Nelle previsioni economiche di primavera ieri la Commissione europea ha alzato ottimisticamente le stime di crescita del Prodotto interno lordo dell’Italia a +4,2% nell’anno in corso e a + 4,4% nel 2022. Questo dovrebbe essere l’effetto della ripresa delle attività una volta vaccinata la popolazione e «riaperte» stabilmente le attività, in particolare dei servizi, turismo e consumi. La manifattura ha ripreso da tempo. Negli anni successivi si vedrà su quale percentuale la «crescita» si attesterà. Va ricordato che il Pil pre-pandemico in Italia agonizzava poco sopra lo zero. Tornare ai valori precedenti alla crisi significa attestarsi al livello della stagnazione.
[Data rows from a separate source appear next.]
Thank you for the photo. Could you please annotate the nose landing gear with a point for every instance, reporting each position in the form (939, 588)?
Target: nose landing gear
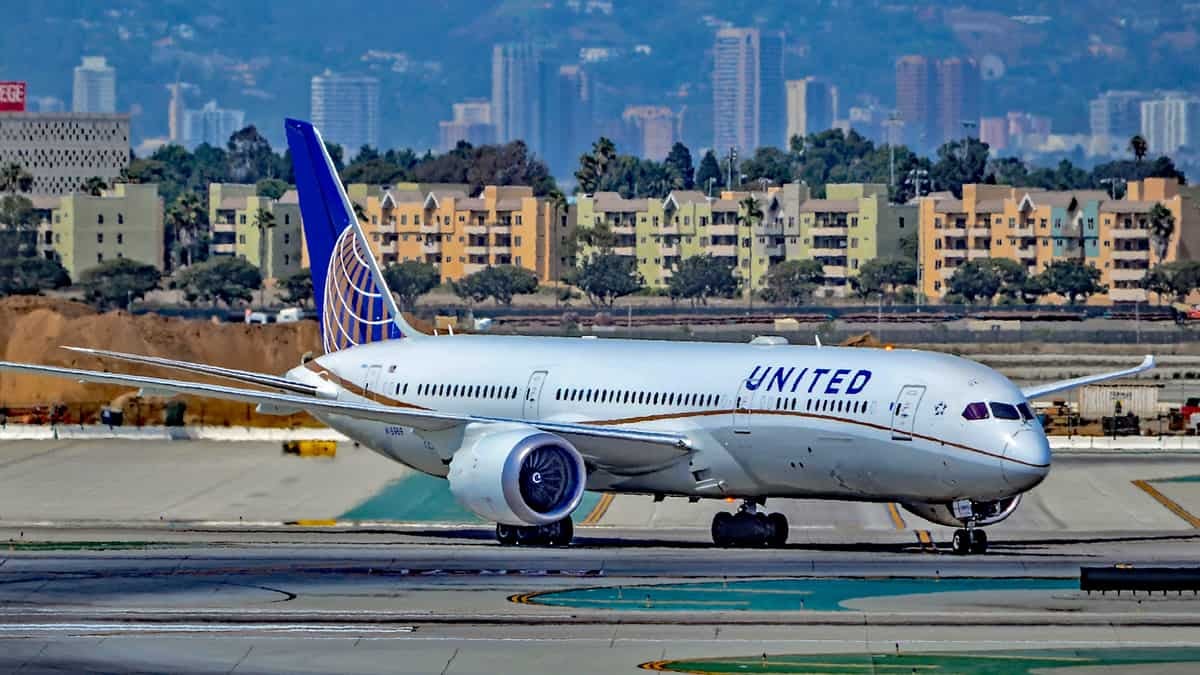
(558, 533)
(749, 527)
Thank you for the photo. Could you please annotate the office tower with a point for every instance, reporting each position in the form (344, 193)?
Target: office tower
(652, 130)
(749, 107)
(95, 87)
(916, 101)
(472, 123)
(517, 94)
(958, 99)
(346, 109)
(211, 125)
(810, 106)
(1171, 123)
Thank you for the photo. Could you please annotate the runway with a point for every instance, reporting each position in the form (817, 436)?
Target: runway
(241, 560)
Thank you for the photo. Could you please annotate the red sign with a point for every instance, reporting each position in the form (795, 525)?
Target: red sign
(12, 96)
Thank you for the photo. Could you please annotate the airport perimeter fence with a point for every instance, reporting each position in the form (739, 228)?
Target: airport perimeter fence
(139, 413)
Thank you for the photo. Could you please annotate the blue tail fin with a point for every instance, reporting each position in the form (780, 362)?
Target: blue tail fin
(352, 297)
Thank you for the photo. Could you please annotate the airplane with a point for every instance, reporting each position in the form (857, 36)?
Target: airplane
(521, 426)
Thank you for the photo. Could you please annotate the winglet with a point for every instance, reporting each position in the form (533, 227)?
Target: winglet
(1063, 384)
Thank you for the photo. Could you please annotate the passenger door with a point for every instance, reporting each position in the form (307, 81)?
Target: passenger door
(904, 411)
(533, 395)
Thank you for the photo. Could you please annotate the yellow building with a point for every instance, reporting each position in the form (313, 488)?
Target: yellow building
(462, 234)
(238, 217)
(1037, 227)
(82, 231)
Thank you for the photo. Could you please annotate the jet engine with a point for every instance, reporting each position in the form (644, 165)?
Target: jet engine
(519, 477)
(957, 514)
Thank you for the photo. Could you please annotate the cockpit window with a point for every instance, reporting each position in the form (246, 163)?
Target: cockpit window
(976, 411)
(1005, 411)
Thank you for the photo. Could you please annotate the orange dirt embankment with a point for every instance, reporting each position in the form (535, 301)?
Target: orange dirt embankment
(34, 329)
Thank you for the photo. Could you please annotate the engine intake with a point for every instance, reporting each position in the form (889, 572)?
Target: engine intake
(519, 477)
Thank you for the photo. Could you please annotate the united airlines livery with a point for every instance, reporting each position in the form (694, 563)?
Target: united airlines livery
(521, 426)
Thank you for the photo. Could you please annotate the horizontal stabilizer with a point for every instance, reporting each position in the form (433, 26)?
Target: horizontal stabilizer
(1063, 384)
(271, 381)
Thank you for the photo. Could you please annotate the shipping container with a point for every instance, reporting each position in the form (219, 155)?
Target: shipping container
(1103, 400)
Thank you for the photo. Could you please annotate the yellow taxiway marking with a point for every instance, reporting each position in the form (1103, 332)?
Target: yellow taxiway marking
(599, 509)
(1171, 505)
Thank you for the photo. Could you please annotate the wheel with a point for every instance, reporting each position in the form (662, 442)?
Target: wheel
(960, 544)
(778, 524)
(978, 542)
(505, 535)
(721, 523)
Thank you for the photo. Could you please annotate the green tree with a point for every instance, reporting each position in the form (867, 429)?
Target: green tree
(1139, 147)
(699, 278)
(409, 280)
(975, 280)
(793, 281)
(606, 276)
(678, 165)
(118, 282)
(94, 186)
(229, 280)
(298, 288)
(709, 171)
(30, 276)
(1073, 280)
(1162, 228)
(271, 187)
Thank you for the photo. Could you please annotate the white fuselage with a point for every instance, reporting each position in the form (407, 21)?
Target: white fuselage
(765, 419)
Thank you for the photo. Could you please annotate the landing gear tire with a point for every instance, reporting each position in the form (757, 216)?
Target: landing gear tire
(748, 529)
(970, 542)
(558, 533)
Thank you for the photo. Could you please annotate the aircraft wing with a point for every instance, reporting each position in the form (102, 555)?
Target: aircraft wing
(610, 447)
(271, 381)
(1063, 384)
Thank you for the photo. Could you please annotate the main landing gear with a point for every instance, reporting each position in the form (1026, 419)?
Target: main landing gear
(558, 533)
(749, 527)
(970, 541)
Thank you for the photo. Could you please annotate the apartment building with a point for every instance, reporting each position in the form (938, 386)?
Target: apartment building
(459, 233)
(82, 231)
(853, 225)
(1037, 227)
(239, 219)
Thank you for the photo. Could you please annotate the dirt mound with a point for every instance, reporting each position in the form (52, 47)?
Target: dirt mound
(35, 329)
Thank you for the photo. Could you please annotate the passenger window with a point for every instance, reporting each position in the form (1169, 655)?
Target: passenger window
(975, 411)
(1005, 411)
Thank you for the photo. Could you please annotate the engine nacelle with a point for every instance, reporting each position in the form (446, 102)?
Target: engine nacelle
(985, 513)
(519, 477)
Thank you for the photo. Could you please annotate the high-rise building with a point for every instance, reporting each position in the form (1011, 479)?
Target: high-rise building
(1115, 118)
(517, 94)
(958, 99)
(346, 109)
(211, 125)
(63, 150)
(570, 127)
(749, 107)
(95, 87)
(810, 107)
(652, 130)
(917, 100)
(1171, 123)
(472, 123)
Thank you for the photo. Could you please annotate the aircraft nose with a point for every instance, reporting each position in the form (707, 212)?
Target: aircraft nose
(1026, 459)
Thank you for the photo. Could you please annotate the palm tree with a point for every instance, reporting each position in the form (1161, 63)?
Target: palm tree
(1162, 228)
(1139, 148)
(750, 213)
(94, 186)
(13, 178)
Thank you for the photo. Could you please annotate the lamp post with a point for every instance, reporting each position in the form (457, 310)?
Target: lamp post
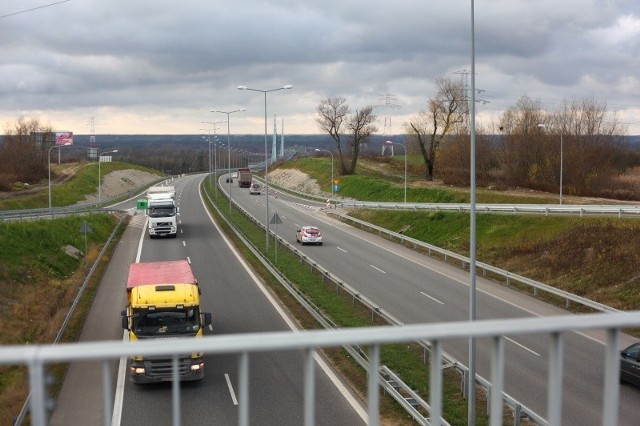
(99, 174)
(215, 141)
(330, 153)
(266, 161)
(208, 138)
(561, 168)
(228, 146)
(405, 166)
(49, 163)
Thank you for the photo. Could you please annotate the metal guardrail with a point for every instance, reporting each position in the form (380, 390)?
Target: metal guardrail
(464, 261)
(36, 358)
(23, 412)
(391, 383)
(544, 209)
(520, 410)
(80, 208)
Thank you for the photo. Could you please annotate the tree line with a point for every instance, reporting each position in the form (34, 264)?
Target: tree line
(580, 146)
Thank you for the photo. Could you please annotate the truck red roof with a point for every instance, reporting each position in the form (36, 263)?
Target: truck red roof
(167, 272)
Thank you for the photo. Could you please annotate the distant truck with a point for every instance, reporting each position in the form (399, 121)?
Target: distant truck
(244, 178)
(164, 303)
(162, 211)
(161, 192)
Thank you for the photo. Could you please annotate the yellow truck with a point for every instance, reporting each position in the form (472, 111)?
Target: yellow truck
(163, 303)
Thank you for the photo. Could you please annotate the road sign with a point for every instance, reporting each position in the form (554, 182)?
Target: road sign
(275, 219)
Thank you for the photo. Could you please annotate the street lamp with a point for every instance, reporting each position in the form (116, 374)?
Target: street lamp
(99, 175)
(49, 163)
(266, 161)
(405, 166)
(215, 141)
(330, 153)
(209, 140)
(561, 143)
(228, 146)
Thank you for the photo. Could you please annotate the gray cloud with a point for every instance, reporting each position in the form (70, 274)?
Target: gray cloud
(158, 66)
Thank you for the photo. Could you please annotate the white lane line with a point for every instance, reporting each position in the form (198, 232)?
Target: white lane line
(431, 297)
(231, 392)
(522, 346)
(377, 269)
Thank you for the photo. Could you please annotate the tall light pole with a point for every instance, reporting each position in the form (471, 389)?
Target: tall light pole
(100, 176)
(208, 138)
(266, 160)
(49, 163)
(215, 141)
(405, 166)
(330, 153)
(471, 408)
(228, 146)
(561, 168)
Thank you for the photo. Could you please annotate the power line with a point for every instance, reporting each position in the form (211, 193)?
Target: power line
(33, 8)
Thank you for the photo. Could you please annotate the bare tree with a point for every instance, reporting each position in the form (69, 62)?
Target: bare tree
(361, 127)
(523, 154)
(334, 118)
(592, 143)
(23, 154)
(332, 113)
(446, 113)
(582, 142)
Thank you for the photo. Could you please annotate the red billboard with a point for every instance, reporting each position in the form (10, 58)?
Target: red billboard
(64, 138)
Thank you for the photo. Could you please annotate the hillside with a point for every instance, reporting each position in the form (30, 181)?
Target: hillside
(597, 258)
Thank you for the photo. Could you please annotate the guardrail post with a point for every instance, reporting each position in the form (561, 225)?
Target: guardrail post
(517, 414)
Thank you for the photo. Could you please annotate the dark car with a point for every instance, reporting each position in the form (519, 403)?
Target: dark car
(630, 364)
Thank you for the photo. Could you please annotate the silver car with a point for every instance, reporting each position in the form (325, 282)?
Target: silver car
(630, 364)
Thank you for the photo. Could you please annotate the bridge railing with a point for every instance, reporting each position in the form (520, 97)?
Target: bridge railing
(37, 358)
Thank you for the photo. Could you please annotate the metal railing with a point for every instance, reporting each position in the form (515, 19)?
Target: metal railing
(517, 407)
(509, 277)
(37, 358)
(544, 209)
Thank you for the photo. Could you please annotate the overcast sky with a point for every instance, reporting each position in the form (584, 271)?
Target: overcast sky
(159, 66)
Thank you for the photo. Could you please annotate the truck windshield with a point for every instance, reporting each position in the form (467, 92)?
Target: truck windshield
(162, 211)
(166, 322)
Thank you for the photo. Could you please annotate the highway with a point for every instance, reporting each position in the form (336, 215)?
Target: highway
(412, 287)
(417, 289)
(238, 303)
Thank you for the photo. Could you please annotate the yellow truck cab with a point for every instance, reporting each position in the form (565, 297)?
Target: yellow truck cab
(164, 302)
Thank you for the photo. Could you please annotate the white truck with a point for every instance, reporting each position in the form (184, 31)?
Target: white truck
(162, 211)
(161, 192)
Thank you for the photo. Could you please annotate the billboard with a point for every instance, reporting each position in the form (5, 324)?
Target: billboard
(64, 138)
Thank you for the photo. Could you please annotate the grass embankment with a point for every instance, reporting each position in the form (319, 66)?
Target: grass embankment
(84, 182)
(38, 283)
(593, 257)
(404, 359)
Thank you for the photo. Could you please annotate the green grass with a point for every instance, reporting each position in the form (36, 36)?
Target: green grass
(404, 359)
(83, 183)
(371, 184)
(26, 247)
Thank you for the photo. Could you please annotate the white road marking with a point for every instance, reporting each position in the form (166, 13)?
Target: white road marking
(432, 298)
(522, 346)
(377, 269)
(355, 404)
(231, 392)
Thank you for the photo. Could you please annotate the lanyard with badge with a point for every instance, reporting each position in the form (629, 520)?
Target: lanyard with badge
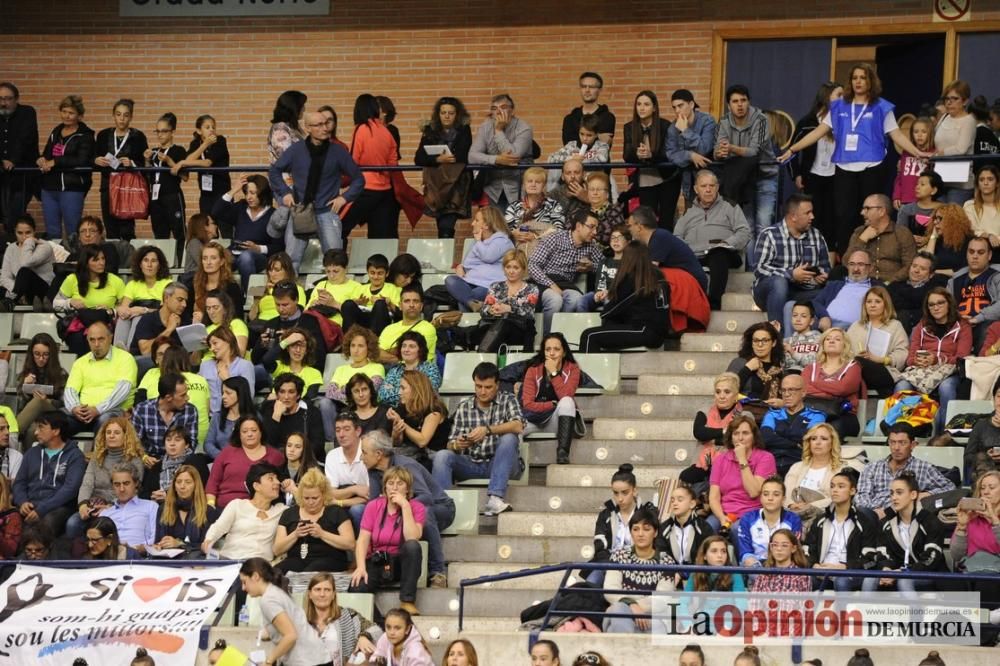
(851, 140)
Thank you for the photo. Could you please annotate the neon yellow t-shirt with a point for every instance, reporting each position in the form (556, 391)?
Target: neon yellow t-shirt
(345, 291)
(309, 375)
(138, 290)
(108, 297)
(266, 309)
(343, 374)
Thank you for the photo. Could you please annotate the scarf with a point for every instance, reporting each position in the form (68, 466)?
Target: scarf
(981, 537)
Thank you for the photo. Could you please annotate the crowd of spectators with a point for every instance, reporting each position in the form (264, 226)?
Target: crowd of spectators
(262, 455)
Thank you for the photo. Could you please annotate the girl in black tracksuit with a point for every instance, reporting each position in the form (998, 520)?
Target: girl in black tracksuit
(166, 199)
(128, 145)
(912, 539)
(638, 309)
(845, 536)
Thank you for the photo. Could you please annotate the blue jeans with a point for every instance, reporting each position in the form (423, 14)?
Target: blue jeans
(463, 291)
(438, 517)
(947, 391)
(247, 263)
(450, 466)
(62, 210)
(760, 216)
(568, 301)
(771, 293)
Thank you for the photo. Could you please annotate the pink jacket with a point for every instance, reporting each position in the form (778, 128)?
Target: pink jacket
(414, 651)
(955, 344)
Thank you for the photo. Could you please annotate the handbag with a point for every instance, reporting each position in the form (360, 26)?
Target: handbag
(128, 195)
(304, 219)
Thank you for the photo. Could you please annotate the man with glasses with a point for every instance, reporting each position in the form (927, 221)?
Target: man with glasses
(793, 261)
(558, 259)
(839, 302)
(316, 166)
(18, 148)
(591, 85)
(890, 245)
(502, 140)
(977, 289)
(784, 428)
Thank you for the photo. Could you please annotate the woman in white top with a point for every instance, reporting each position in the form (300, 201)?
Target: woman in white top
(882, 362)
(820, 461)
(250, 525)
(295, 642)
(955, 134)
(983, 209)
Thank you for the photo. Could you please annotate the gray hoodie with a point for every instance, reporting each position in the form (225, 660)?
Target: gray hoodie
(755, 135)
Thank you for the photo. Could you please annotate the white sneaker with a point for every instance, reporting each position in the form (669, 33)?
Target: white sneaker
(495, 506)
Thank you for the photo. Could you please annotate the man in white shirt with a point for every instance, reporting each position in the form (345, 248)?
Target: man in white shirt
(347, 472)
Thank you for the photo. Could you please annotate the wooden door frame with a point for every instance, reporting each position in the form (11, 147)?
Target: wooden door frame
(722, 36)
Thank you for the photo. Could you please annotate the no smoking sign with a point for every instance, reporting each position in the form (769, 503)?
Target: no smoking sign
(948, 11)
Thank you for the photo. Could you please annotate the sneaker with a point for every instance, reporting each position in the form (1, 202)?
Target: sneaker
(495, 506)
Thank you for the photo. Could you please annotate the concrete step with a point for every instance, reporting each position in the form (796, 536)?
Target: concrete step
(738, 300)
(482, 602)
(546, 583)
(713, 342)
(706, 364)
(733, 321)
(537, 525)
(677, 385)
(541, 550)
(639, 429)
(616, 452)
(600, 475)
(640, 406)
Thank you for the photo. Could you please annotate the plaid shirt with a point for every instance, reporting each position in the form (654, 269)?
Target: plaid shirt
(556, 257)
(468, 416)
(152, 430)
(779, 253)
(873, 486)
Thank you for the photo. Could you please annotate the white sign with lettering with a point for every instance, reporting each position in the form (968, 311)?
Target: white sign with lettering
(172, 8)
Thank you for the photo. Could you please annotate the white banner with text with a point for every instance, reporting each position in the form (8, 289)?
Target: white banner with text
(222, 8)
(53, 616)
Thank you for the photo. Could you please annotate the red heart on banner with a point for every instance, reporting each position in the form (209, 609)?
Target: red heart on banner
(148, 589)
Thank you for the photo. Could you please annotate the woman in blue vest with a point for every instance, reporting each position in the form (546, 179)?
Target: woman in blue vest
(859, 122)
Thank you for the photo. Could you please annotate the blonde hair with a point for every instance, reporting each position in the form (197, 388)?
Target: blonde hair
(730, 378)
(314, 478)
(845, 356)
(132, 448)
(399, 474)
(835, 461)
(517, 256)
(883, 293)
(199, 502)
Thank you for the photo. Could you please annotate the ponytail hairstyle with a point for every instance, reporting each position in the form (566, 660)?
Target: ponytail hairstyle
(860, 658)
(625, 474)
(749, 655)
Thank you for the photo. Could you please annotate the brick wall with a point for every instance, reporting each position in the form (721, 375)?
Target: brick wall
(413, 51)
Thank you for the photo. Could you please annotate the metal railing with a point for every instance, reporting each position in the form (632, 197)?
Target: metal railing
(688, 569)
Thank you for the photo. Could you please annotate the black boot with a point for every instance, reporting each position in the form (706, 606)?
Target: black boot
(564, 438)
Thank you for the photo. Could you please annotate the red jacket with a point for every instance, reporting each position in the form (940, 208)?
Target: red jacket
(565, 384)
(845, 384)
(955, 344)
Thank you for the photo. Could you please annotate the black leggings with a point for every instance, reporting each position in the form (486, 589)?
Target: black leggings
(851, 188)
(719, 261)
(377, 209)
(167, 217)
(613, 337)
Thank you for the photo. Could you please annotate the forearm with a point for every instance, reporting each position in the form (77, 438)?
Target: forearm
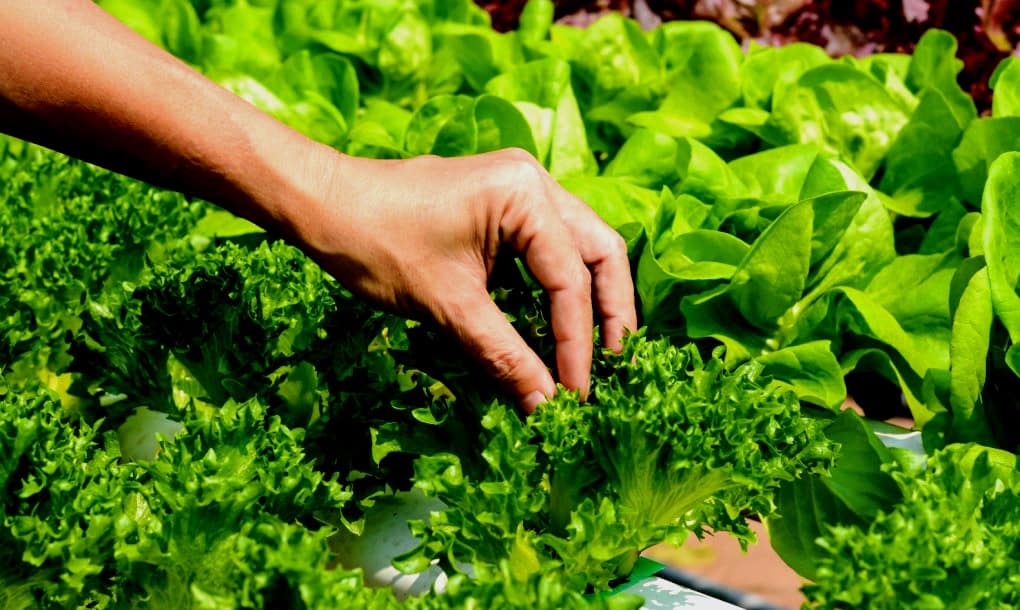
(75, 80)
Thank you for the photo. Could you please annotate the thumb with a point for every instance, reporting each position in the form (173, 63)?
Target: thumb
(493, 342)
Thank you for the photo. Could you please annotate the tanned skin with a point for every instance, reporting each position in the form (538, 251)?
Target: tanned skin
(418, 237)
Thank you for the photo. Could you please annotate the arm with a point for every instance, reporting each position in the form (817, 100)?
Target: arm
(417, 236)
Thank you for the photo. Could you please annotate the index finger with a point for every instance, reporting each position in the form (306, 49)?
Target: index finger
(539, 234)
(605, 252)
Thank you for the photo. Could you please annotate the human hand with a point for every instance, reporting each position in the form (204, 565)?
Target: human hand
(420, 237)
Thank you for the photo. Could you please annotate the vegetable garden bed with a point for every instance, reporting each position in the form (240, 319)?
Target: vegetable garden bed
(796, 222)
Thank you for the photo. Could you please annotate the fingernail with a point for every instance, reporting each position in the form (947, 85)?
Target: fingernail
(532, 400)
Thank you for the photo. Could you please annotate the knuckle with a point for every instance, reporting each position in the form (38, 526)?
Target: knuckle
(518, 180)
(616, 246)
(503, 364)
(579, 278)
(520, 155)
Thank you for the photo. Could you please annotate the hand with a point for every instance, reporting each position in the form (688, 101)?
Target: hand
(420, 237)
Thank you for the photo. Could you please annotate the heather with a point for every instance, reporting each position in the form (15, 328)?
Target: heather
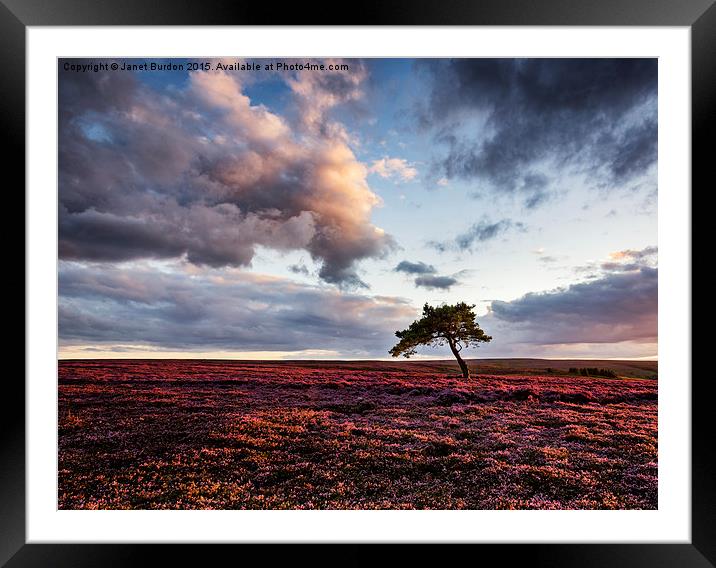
(353, 435)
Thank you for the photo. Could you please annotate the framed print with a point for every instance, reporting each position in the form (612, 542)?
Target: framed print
(422, 277)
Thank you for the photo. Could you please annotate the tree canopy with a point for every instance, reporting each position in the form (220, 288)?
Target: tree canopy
(453, 325)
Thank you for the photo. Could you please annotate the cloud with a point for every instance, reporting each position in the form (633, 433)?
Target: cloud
(477, 233)
(507, 122)
(414, 267)
(200, 172)
(617, 307)
(627, 260)
(638, 255)
(225, 309)
(393, 168)
(435, 282)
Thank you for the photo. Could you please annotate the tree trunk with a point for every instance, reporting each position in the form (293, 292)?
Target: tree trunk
(463, 365)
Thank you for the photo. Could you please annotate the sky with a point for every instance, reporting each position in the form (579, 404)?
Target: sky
(213, 211)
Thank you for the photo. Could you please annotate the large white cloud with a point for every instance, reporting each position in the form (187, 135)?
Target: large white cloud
(202, 172)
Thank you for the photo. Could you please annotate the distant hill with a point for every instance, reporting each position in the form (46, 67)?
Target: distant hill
(623, 368)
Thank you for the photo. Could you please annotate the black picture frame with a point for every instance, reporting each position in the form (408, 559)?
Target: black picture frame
(699, 15)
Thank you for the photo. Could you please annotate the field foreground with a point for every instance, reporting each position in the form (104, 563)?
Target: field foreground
(355, 435)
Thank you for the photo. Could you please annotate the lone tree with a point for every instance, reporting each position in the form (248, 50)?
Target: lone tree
(454, 325)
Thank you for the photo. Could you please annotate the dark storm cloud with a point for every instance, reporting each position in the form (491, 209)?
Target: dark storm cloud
(414, 267)
(597, 116)
(618, 306)
(201, 173)
(219, 310)
(477, 233)
(435, 282)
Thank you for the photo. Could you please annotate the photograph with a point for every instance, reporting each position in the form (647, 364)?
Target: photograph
(358, 283)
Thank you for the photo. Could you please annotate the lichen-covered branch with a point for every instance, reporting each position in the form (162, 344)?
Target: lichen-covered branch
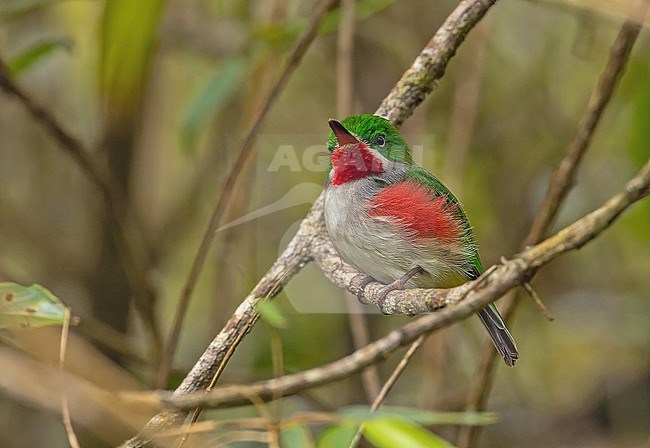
(487, 288)
(417, 82)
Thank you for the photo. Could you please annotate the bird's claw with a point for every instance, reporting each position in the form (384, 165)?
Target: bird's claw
(362, 288)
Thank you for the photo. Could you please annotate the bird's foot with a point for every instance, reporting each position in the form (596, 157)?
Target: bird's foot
(362, 286)
(394, 286)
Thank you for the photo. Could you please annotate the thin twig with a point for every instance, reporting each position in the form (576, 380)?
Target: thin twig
(533, 295)
(65, 408)
(357, 320)
(503, 278)
(407, 94)
(379, 400)
(243, 153)
(560, 184)
(129, 246)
Anche per questo a Bruxelles, come a Roma, ci si augura che il «Next Generation Eu/Recovery fund» produca effetti miracolosi. Ieri si parlava dell’1,2% del Pil. Stime tutte da verificare quando il piano di ripresa e resilienza inizierà a manifestarsi con le grandi opere e il greenwashing digitale. Una crescita sarà necessaria per abbassare di qualche zero virgola il «debito pubblico buono», per dirla con Draghi, che oggi sfiora il 160% del Pil. Comincerà a scendere dal 2022, calando al 156,6%. Anche il deficit quest’anno toccherà un nuovo record (11,7%), ma il prossimo scenderà (5,8%) «grazie al calo della spesa pubblica e all’accelerazione dei ricavi». Dopo il ritorno alla crescita pre-pandemia, cioè alla stagnazione drogata dagli stimoli provenienti dall’Europa (si vedrà poi la capacità di investirli), anche l’Italia dovrà vedersela con il Patto di stabilità. Draghi lo ha giudicato inadeguato, il felpato commissario Ue all’economia Gentiloni la pensa allo stesso modo, meno il vice presidente della Commissione Dombrovskis.

Entro questo mese la Commissione presenterà le sue proposte, ma il percorso della riforma si preannuncia tortuoso con i paesi «frugali» in agguato e un nuovo cancelliere a Berlino. Sta di fatto che prima o poi si dovrebbe decidere come conteggiare le spese per investimento, cambiare i parametri sul deficit al 3% e il debito al 60%. Ora sono sospese per la pandemia. Ma non lo saranno per sempre. Dalle stime di ieri della Commissione risultano meno evidenti gli effetti del Recovery sull’occupazione, perché bisogna aspettare che tutte le attività tornino al pieno regime e la ripresa prenda piede. La Commissione prevede che la disoccupazione resterà intorno al 10% per i prossimi due anni, finché non si tornerà ad un livello di occupazione pre-pandemico che, in Italia, era poco sotto il 9%. È presumibile che l’aumento riguarderà l’occupazione precaria. Con le «riforme strutturali» già fatte dall’ultima crisi (il Jobs Act, se lo ricorda qualcuno?) è il minimo. Gentiloni ha rinnovato l’invito ai governi a non ritirare i sussidi almeno per quest’anno. Dalla fine del blocco dei licenziamenti in Italia ci si aspetta una disoccupazione «selettiva». Attesa una riforma degli ammortizzatori sociali. Si vedrà quanto estemporanea o strutturale.